The silly season approaches, as the U.S. Presidential election creeps toward
us. As per usual the campaigners — incumbent and otherwise — make all their standard silly claims and promises. Among the most ridiculous, of course, is the bold assertions about JOBS!
It’s a long and tired old story: Keynesians and progressives, like Obama, ferociously puff out their chests over all the jobs they’ve created — or will create. While slick business journalists on Fox remind them that it is businessmen who create jobs. Mitt Romney assures us that having created jobs as a businessman, unlike community organizer Obama, he knows how to do it as a President, too. Surely all these claims can’t be right. And, of course, they’re not. In fact, all these claims are wrong. The truth, so awkward for our presumptive leaders, is simply this: Nobody creates jobs. This idea that jobs can be created is just the flip side of the idea that they can be lost — to China or wherever.
Jobs, though, are not things. You can’t create them and you can’t lose them. They are rather the residual effect of associative webs for the allocation of resources.
Sure, a business hires people, but how or why? An investor provides funds to pursue a new market, develop a new good or meet under-served demand. To utilize the investment the business has to hire some more people. Customers demand much more of some product or service from the business; it has to hire more people to meet the rising demand. Who created the jobs? The business, the investors, the customers? Where did the investors get the money to invest? Did they borrow it? Were they able to do that because interest rates were low?
Well, imagining for a moment we lived in a free world, where interest rates were not manipulated by state regulation, the only way for interest rates to be low is for lots of people to be accumulating savings. (Central planners who want to claim that they created jobs by rigging interest rates to be artificially low, of course, never want to accept responsibility for the economic impact of the devastating business cycles they instigate.) So, did all those savers create the jobs?
Customers may be able to demand more of the good because innovations in some other industries have reduced prices low enough to give the customers more disposable income. Did these other industries create the resulting jobs?
The pretense that some wise, benevolent overlord “creates” jobs simply doesn’t make any sense in light of how economies and markets actually work. Jobs arise out of relationships generated from general conditions of prosperity and that requires taking advantage of innovation, comparative advantage, marginal utility and specialized division of labour. Jobs are a function of the freedom of people to make their own decisions about their priorities and values: a fact that the Keynseians and progressives don’t understand at all and the slick business journalists on Fox all too often only give lip-service.

iordanvs says:
It seems to be a stretch to say that nobody creates jobs.
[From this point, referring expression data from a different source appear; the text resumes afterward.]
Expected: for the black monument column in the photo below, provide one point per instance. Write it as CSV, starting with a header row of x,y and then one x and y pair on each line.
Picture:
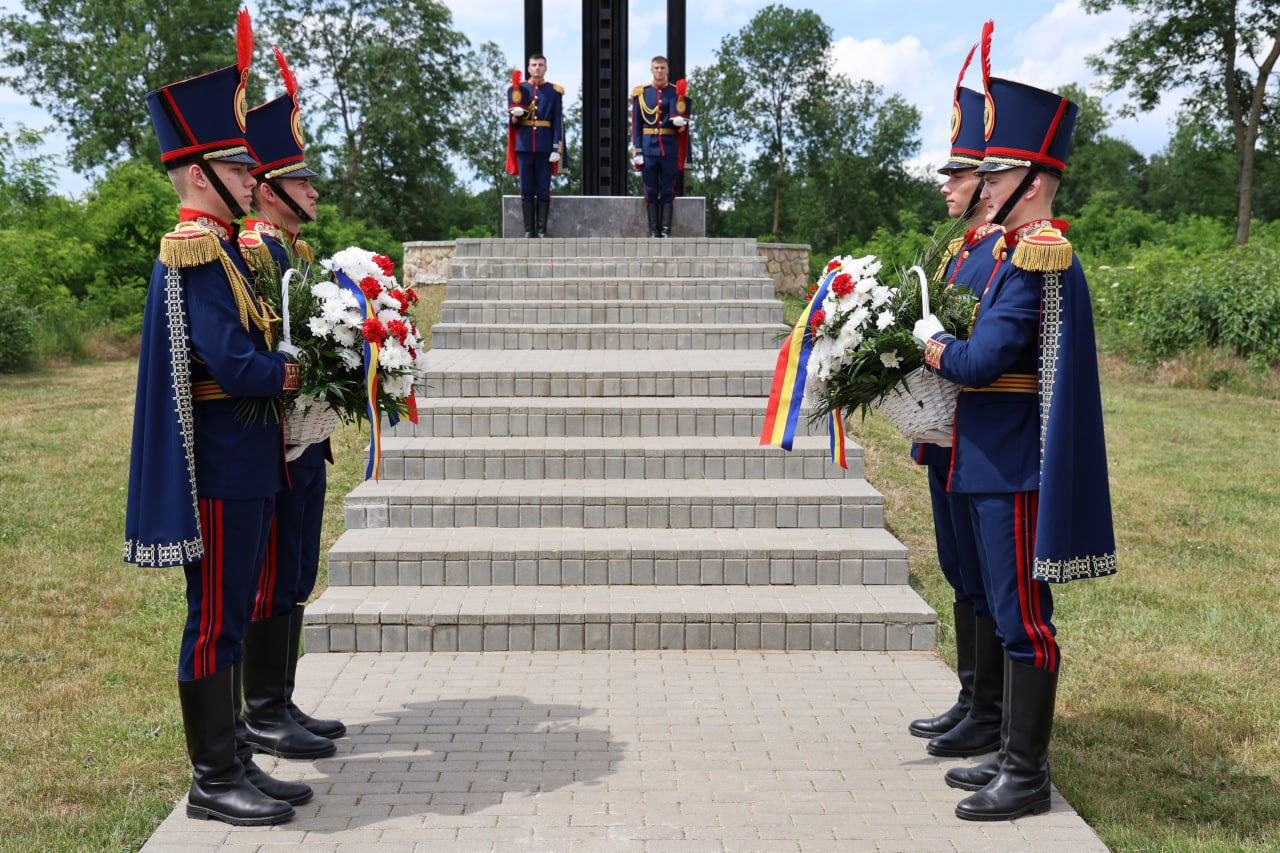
x,y
606,103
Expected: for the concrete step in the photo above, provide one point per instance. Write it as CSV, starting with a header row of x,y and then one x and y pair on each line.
x,y
620,311
608,247
609,373
622,503
611,459
641,556
590,416
592,336
472,619
504,268
615,288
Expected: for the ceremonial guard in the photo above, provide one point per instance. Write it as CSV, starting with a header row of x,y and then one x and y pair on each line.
x,y
283,201
659,142
208,455
1029,452
535,141
972,725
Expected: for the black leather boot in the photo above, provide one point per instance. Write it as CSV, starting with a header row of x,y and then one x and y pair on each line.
x,y
650,210
292,793
1022,784
949,719
978,778
979,731
268,724
544,209
330,729
530,223
219,789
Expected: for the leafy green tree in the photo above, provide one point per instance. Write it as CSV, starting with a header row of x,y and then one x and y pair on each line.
x,y
379,85
776,64
90,64
1223,51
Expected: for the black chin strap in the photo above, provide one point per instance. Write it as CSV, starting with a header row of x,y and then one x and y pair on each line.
x,y
288,200
1016,195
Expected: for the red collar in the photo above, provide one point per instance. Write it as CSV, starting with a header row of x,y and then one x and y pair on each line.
x,y
206,220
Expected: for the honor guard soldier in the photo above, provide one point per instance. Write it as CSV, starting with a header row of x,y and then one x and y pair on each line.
x,y
659,142
208,457
972,725
283,201
535,141
1029,451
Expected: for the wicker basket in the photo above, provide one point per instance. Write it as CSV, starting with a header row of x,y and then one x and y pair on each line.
x,y
307,424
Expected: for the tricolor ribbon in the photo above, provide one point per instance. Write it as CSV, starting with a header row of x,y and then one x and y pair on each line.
x,y
786,395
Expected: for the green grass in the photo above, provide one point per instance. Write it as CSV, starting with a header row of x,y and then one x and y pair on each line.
x,y
1168,735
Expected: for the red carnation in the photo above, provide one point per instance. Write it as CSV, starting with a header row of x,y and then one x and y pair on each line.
x,y
398,329
374,331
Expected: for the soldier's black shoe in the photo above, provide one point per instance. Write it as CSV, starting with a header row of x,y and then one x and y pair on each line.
x,y
526,208
219,789
543,210
268,724
652,213
951,717
1022,784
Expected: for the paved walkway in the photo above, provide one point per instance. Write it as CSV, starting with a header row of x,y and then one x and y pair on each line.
x,y
648,752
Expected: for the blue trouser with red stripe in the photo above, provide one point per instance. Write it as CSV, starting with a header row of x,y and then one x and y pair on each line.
x,y
1023,607
222,587
958,550
292,559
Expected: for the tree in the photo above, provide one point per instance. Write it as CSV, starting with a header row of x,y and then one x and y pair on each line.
x,y
90,63
1203,45
772,67
379,78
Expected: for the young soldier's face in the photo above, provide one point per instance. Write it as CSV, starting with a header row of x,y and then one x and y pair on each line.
x,y
959,190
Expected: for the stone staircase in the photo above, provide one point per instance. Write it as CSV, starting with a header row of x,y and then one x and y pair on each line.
x,y
586,474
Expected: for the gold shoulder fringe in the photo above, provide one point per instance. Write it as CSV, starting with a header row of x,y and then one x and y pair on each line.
x,y
1047,251
951,251
181,249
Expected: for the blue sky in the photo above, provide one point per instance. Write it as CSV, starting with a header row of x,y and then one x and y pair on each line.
x,y
915,51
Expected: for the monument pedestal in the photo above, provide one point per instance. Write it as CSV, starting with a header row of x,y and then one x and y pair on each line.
x,y
606,217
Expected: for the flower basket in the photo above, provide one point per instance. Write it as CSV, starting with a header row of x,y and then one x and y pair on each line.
x,y
307,423
922,407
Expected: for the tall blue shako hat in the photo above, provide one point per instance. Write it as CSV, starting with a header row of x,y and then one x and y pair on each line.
x,y
202,118
275,136
968,140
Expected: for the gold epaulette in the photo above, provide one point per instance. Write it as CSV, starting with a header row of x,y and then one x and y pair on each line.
x,y
188,245
951,251
1045,251
251,241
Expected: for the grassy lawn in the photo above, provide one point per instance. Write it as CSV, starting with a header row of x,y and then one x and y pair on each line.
x,y
1169,726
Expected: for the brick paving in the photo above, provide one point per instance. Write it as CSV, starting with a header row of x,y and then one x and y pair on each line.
x,y
645,752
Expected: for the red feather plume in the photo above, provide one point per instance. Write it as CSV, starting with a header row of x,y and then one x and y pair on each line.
x,y
243,41
987,28
291,80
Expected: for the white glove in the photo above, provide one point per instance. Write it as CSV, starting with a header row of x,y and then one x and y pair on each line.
x,y
926,328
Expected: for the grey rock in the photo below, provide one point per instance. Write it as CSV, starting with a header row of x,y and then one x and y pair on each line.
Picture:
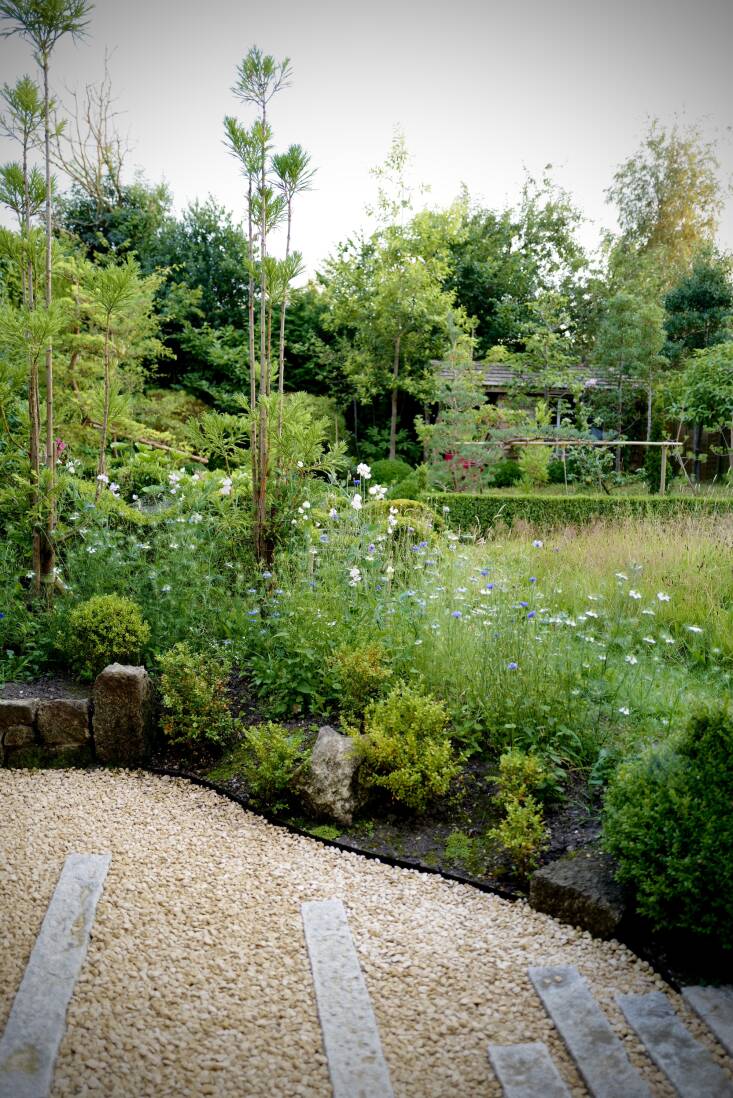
x,y
13,713
122,719
64,723
329,785
15,739
581,891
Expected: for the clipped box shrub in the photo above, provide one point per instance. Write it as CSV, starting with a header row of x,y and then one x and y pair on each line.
x,y
406,749
194,697
668,822
104,629
485,511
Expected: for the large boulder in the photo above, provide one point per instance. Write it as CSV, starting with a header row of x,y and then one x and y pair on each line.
x,y
64,723
581,891
329,785
122,719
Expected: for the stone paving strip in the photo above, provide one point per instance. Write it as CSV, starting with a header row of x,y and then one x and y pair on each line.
x,y
37,1019
690,1067
526,1071
353,1051
196,979
593,1044
714,1006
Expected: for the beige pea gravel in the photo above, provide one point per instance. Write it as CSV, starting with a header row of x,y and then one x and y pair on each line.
x,y
196,981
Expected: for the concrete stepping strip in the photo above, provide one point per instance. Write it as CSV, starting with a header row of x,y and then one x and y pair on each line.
x,y
526,1071
687,1064
596,1050
714,1006
351,1040
37,1018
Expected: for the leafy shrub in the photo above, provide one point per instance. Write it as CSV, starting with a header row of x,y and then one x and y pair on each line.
x,y
406,749
505,473
194,697
362,673
412,486
271,755
390,471
519,775
521,833
533,463
548,511
668,821
104,629
556,472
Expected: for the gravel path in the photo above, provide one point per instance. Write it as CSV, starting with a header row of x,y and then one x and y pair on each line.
x,y
198,982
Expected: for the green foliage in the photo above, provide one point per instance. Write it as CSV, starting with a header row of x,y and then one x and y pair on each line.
x,y
668,821
407,749
390,470
362,674
521,835
484,512
105,629
194,697
520,774
270,757
505,473
533,466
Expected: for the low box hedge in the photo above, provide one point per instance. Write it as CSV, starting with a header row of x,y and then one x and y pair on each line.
x,y
485,511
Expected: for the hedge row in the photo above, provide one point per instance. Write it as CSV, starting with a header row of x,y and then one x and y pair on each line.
x,y
485,511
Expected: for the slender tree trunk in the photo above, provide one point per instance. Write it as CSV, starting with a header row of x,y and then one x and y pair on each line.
x,y
281,368
393,418
101,466
260,518
650,398
48,552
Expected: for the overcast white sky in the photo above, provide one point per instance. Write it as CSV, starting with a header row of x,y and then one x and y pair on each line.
x,y
482,90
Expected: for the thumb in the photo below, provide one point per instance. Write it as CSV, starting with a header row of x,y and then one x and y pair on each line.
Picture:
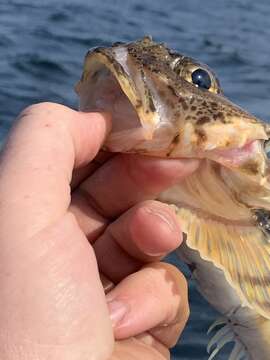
x,y
51,299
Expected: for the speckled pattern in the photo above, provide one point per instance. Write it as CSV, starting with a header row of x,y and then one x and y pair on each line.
x,y
43,44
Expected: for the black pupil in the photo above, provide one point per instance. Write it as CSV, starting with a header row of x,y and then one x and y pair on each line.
x,y
201,78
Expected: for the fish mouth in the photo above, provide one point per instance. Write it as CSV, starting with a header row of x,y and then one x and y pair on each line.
x,y
142,119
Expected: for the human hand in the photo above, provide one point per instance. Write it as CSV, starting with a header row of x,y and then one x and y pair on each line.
x,y
51,298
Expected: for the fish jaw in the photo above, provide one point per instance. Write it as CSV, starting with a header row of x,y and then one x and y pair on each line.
x,y
157,113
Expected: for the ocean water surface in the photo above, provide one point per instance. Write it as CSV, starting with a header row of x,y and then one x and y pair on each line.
x,y
43,43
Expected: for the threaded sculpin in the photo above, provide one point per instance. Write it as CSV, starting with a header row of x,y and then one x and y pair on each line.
x,y
169,105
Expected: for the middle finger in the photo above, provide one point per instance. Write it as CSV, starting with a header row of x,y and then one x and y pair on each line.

While all the factors you mentioned: savings and savers, related industries, investors, and customers etc. are all important, ultimately it is the entrepreneurial decision (which takes into account all those factors and most especially “innovation, comparative advantage, marginal utility [slash marginal revenue product], and specialized division of labor”) to employ labor which creates jobs.
It’s possible for the entrepreneur to create jobs absent many of those factors – though such an enterprise will undoubtedly fall under the destructive side of creative destruction.